Yeah, yeah. And then just kind of back on the site activation side, that was all very helpful. And just on the site activation side, has everything kind of happened to plan for you know, anything that's going better or, you know, anything that's taken a little bit longer. I know it's early days.

Currently, we were well prepared to start the study. So we have the agreement in place and the sites are very enthusiastic and we don't see any delays. On the contrary, we are, again, we started, we just started in the United States. So at least Something like 50% of the sites will open only in the next couple of months. But we are in a very good place. And in the United States, there is a lot of enthusiasm around this specific trial.

Good. And just maybe one for Hani. If we think about R&D spend this year as the BLU trial ramps up, is that kind of per patient as they're enrolled the right kind of way for us to think about it and model R&D? Are there other kind of startup expenses we should be thinking about? Maybe just kind of any way you can help us think about R&D spend in 25. Thank you.

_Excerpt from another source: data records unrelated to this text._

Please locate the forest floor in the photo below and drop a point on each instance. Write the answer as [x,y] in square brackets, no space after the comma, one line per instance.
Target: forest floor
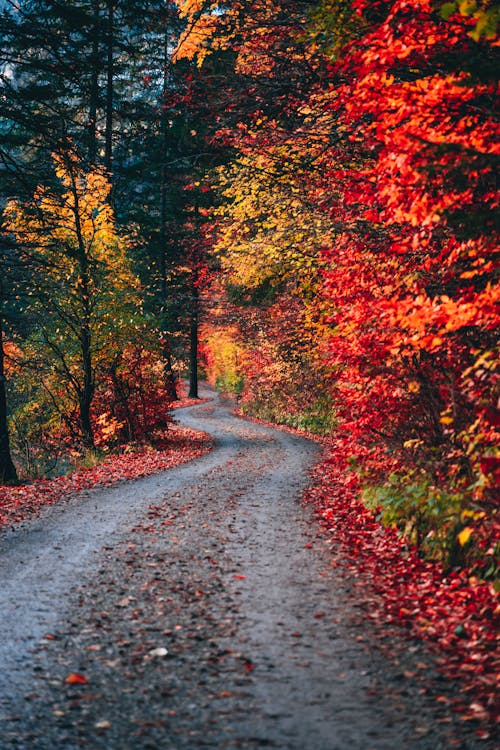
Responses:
[199,608]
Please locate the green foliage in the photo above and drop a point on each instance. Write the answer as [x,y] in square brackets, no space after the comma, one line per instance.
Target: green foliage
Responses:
[444,525]
[333,23]
[318,418]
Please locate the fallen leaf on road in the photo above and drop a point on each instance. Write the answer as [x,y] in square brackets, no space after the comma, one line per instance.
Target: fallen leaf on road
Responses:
[104,724]
[76,679]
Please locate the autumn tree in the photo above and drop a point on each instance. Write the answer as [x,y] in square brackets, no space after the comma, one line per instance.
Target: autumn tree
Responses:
[84,290]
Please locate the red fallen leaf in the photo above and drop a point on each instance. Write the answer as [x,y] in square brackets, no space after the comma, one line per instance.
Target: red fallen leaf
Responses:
[76,679]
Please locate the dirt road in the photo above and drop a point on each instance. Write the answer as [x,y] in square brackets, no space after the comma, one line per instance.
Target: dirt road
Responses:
[200,609]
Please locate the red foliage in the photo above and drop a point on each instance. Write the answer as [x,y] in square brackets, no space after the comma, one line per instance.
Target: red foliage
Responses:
[25,501]
[454,612]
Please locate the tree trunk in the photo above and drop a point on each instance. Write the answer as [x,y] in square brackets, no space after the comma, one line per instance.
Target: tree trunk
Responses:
[94,90]
[193,345]
[170,379]
[87,392]
[8,474]
[108,148]
[87,388]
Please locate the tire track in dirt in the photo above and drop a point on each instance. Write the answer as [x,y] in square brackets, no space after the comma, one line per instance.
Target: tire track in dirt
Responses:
[204,613]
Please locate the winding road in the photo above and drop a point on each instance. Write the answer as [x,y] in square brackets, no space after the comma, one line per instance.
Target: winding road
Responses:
[201,610]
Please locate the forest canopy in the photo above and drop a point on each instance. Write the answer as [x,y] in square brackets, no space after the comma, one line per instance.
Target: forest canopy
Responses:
[296,200]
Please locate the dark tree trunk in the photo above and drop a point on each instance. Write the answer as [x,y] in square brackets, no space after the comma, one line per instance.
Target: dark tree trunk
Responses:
[193,345]
[8,474]
[108,148]
[87,387]
[170,379]
[94,90]
[87,392]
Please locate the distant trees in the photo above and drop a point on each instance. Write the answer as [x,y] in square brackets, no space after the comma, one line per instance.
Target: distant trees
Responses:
[94,158]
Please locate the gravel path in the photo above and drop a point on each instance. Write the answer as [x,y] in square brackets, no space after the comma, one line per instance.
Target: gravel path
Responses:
[201,606]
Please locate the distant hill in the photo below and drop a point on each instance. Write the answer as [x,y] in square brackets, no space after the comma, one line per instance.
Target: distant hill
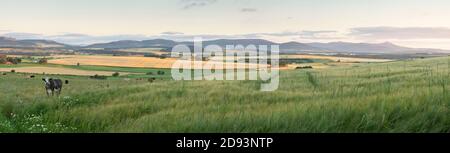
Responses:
[11,42]
[289,47]
[135,44]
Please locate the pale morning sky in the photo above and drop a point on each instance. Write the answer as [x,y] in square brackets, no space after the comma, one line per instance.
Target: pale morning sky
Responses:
[413,23]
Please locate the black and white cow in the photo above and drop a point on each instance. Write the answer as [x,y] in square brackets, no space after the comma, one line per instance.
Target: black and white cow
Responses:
[52,86]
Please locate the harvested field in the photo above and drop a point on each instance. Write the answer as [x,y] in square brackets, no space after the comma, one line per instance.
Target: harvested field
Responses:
[122,61]
[129,61]
[341,59]
[57,70]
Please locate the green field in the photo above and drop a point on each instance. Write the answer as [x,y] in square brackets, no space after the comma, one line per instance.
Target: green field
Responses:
[402,96]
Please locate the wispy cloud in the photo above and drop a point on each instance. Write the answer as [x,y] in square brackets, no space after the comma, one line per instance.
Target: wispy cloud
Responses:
[248,10]
[172,33]
[401,32]
[189,4]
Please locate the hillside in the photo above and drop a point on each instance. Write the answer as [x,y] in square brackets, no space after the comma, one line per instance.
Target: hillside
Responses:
[403,96]
[289,47]
[11,42]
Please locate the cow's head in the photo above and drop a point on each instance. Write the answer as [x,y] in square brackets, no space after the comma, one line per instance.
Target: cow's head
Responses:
[47,82]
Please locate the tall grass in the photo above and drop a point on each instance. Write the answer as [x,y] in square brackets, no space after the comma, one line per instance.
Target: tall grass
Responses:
[405,96]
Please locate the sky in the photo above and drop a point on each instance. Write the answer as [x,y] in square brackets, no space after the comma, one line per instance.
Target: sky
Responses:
[412,23]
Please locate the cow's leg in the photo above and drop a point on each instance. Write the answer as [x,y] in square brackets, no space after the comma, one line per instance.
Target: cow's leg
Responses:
[58,92]
[48,91]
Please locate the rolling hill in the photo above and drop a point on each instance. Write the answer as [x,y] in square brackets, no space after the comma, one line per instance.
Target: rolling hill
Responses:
[289,47]
[31,43]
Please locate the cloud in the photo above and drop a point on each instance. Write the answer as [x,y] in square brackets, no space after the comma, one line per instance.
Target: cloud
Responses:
[21,35]
[324,34]
[189,4]
[248,10]
[401,32]
[172,33]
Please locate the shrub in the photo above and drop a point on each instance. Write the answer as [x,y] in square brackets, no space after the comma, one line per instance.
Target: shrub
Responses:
[304,67]
[161,72]
[43,61]
[14,60]
[99,77]
[115,74]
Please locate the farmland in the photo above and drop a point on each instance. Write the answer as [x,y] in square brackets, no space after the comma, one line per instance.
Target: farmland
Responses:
[397,96]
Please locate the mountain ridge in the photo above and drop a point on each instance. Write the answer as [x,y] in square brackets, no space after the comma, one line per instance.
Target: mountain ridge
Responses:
[287,47]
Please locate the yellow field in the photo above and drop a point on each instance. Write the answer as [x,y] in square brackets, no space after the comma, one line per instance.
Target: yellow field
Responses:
[118,61]
[56,70]
[335,58]
[130,61]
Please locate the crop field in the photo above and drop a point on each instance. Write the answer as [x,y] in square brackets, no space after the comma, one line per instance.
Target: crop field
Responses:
[400,96]
[57,70]
[340,59]
[122,61]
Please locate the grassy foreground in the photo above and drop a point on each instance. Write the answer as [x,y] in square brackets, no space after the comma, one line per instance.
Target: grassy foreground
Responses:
[405,96]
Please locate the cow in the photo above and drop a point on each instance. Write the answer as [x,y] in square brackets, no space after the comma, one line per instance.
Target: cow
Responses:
[52,86]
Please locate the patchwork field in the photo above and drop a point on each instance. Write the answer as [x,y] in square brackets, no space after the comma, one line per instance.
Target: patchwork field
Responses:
[118,61]
[401,96]
[340,59]
[57,70]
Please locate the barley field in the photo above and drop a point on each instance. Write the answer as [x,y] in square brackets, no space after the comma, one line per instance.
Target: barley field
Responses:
[400,96]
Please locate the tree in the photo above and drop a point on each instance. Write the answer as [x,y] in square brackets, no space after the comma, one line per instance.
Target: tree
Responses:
[42,61]
[116,74]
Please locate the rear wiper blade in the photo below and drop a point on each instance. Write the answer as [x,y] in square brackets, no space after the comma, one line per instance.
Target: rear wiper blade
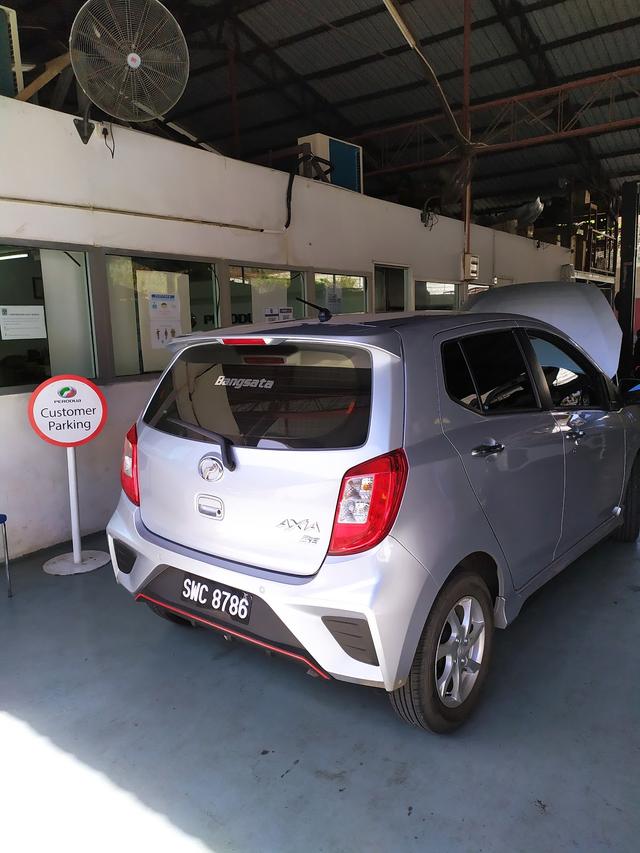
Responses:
[224,442]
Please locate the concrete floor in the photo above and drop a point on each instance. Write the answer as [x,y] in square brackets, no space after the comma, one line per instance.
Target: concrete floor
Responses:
[120,731]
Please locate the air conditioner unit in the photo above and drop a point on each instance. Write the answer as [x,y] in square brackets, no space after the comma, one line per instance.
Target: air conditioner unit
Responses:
[11,80]
[345,157]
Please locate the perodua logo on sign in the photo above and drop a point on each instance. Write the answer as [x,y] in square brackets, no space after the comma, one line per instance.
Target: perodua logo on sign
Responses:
[67,392]
[210,469]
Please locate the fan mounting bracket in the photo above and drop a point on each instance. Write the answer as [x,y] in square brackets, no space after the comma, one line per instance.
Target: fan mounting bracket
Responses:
[85,128]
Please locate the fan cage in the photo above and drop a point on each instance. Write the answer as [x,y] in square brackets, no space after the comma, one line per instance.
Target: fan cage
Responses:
[130,57]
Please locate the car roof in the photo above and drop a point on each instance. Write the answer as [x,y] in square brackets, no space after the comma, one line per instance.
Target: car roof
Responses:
[354,326]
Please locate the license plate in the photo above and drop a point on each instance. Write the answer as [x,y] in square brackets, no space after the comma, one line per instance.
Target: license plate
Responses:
[219,599]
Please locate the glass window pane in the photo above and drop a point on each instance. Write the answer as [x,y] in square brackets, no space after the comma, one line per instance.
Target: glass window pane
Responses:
[307,396]
[457,377]
[261,294]
[435,295]
[341,294]
[45,321]
[571,385]
[500,372]
[154,300]
[389,288]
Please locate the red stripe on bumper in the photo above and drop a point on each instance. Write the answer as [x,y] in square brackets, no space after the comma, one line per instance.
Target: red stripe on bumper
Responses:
[227,630]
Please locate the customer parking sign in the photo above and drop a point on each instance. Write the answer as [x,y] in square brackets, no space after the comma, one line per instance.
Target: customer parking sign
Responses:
[67,410]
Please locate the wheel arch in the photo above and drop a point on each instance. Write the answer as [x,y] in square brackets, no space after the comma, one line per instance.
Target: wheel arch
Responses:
[480,563]
[483,564]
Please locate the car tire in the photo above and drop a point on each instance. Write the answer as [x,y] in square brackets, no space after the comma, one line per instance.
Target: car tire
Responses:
[168,615]
[428,699]
[630,527]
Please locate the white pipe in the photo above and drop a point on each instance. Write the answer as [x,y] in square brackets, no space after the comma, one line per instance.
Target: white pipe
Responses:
[73,504]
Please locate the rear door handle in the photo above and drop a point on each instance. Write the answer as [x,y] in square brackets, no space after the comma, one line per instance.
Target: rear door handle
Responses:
[487,449]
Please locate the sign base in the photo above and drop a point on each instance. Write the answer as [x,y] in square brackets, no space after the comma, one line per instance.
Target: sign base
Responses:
[63,564]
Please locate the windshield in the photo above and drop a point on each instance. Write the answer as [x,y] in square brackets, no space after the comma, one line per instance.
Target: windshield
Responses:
[292,395]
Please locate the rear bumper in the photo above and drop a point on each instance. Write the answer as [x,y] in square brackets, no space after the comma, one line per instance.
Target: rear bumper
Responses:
[370,606]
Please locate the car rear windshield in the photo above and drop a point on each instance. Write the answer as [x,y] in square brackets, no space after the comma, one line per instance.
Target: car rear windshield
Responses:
[289,395]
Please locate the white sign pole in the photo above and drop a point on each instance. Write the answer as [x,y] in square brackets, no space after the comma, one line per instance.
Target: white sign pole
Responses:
[73,504]
[68,411]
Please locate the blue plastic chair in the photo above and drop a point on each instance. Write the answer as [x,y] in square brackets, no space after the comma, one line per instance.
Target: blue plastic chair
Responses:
[3,524]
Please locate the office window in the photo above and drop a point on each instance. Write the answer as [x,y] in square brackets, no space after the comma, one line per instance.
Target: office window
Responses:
[341,294]
[45,319]
[390,287]
[435,296]
[259,295]
[154,300]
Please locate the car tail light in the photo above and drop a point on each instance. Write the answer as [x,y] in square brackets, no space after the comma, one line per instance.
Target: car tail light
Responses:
[370,497]
[129,470]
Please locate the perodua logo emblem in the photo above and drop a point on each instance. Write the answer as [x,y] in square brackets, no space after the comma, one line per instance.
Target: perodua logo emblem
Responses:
[210,469]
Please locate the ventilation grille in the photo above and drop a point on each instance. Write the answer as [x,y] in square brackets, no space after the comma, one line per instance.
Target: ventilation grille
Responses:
[11,79]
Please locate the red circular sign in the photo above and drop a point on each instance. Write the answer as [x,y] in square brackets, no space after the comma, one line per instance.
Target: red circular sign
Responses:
[67,410]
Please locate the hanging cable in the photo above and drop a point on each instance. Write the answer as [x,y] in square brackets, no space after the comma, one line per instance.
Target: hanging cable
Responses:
[431,74]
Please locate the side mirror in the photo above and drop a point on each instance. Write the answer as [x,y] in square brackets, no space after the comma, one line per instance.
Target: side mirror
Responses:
[629,390]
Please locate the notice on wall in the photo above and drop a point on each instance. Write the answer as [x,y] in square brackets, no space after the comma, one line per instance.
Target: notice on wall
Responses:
[164,318]
[274,315]
[22,322]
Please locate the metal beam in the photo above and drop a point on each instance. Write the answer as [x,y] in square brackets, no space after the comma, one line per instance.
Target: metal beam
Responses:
[336,25]
[289,77]
[630,210]
[527,142]
[533,53]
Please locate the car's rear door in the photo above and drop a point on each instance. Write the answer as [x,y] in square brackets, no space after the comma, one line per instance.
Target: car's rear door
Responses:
[593,434]
[298,414]
[509,445]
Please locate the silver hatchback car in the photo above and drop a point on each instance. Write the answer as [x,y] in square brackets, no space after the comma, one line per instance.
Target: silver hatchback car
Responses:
[371,499]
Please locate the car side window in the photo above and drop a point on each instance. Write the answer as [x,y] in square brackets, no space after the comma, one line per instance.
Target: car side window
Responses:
[572,382]
[489,373]
[457,378]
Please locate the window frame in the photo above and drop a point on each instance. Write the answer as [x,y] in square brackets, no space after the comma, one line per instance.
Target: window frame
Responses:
[513,331]
[574,353]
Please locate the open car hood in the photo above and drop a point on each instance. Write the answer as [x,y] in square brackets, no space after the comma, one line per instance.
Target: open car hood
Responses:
[578,310]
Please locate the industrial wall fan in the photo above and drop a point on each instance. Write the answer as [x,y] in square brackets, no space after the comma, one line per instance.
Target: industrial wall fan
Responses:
[130,58]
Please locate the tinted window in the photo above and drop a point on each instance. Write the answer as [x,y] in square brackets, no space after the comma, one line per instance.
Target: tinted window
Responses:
[457,377]
[572,382]
[500,372]
[279,396]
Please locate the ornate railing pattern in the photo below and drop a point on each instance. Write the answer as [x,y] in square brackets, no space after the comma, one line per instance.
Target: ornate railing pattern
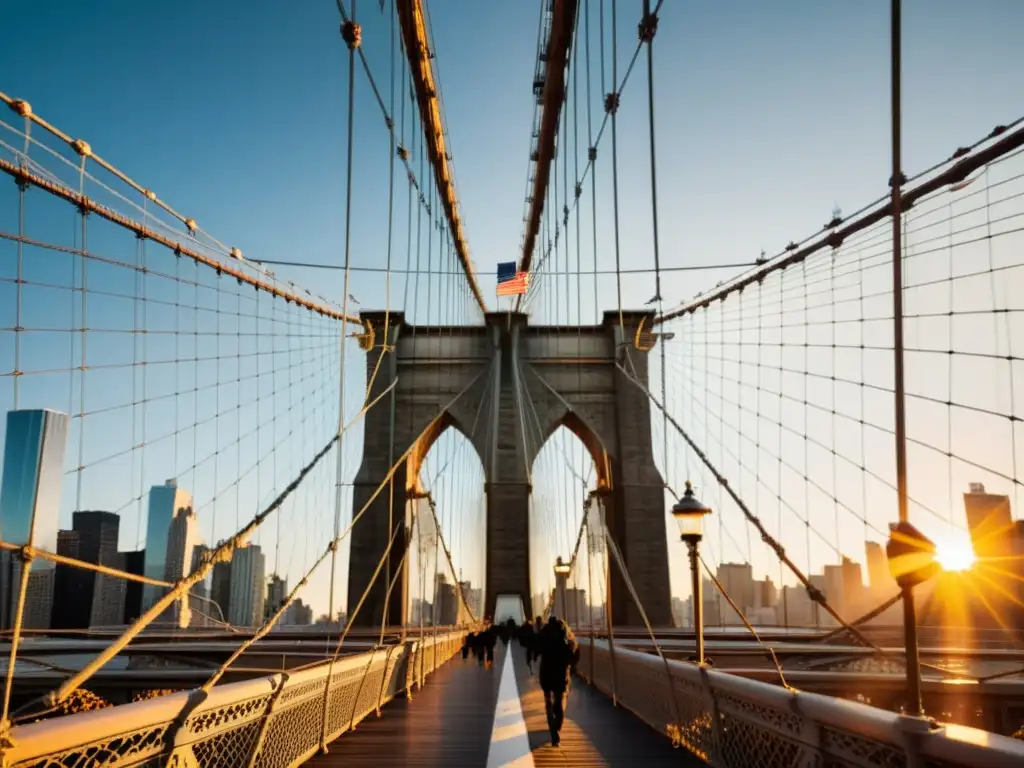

Yeah, I think that in 2025, our R&D expenses will increase compared to 2024. Of course, it derives from, as I said, per patient, the cost will be around $100,000 So as we are aiming to enroll around 100 patients this year, you can do the calculation, and the result is that the R&D cost will increase substantially compared to 2024.

Very helpful. Thanks for the question. Thank you, Chase.

Thank you. And our next question comes from Michael Ukinowicz with Maxim Group. Please go ahead.

Hey, guys. Thank you so much for taking my questions today. Congrats on all the good progress. Thank you. I guess, first off, I'd just like to ask a little bit about, on the DFU study, could you talk about the rationale for partnering with Kerasys, and does this replace the Mimetics graphs, or is it a different type of graph?

So, The rationale is that we want to work with the best products, and we don't want to be associated with a specific advanced wound care company. So if you look at the CTP, the best data as far as we know in venous leg ulcers are mimedixes, and this is why we signed with them. The best results that we see in diabetic foot ulcers are of keratosis coloplast. This is why we picked them. As you can imagine, and based on the environment and the CPP and the LCD and the reimbursement, all of them are interested to participating in such trials to generate more data and to be used by as many sites as possible. So we have the ability to choose, and we are happy with those specific two partners that we picked.

Okay. And then...

When we look here, 2025 revenue guidance, could you help us understand where that 4 million in incremental growth comes from if we are expecting the EMA approval on the facility to come in early 26? Yeah.

So, as I'm saying, we do not expect to sell more next-of-breed units, not substantial more next-of-breed units in 2025. There are a couple of two or three weeks more that we can manufacture due to all kinds of activation effort that we had last year. So we have a few more weeks of manufacturing. And also we increased the price a little bit where we could. And we are shifting territories. There are more profitable territories. So the numbers, according to the current plan, the mass, shows that the revenue will increase quite substantially. But again, it is still, based on the same capacity, maybe another two or three weeks more and higher prices.

Okay. Thank you very much for the additional call.

Thank you. Thank you. This concludes our question and answer session. I'd like to turn the conference back over to management for closing remarks.

So thank you, everyone, for joining us today. We enjoyed it. We look forward to continuing our dialogue and updating you on our progress during the next quarterly call. Bye-bye.

Thank you. This concludes today's conference call. We thank you all for your participation, and you may now disconnect your lines. Have a wonderful day.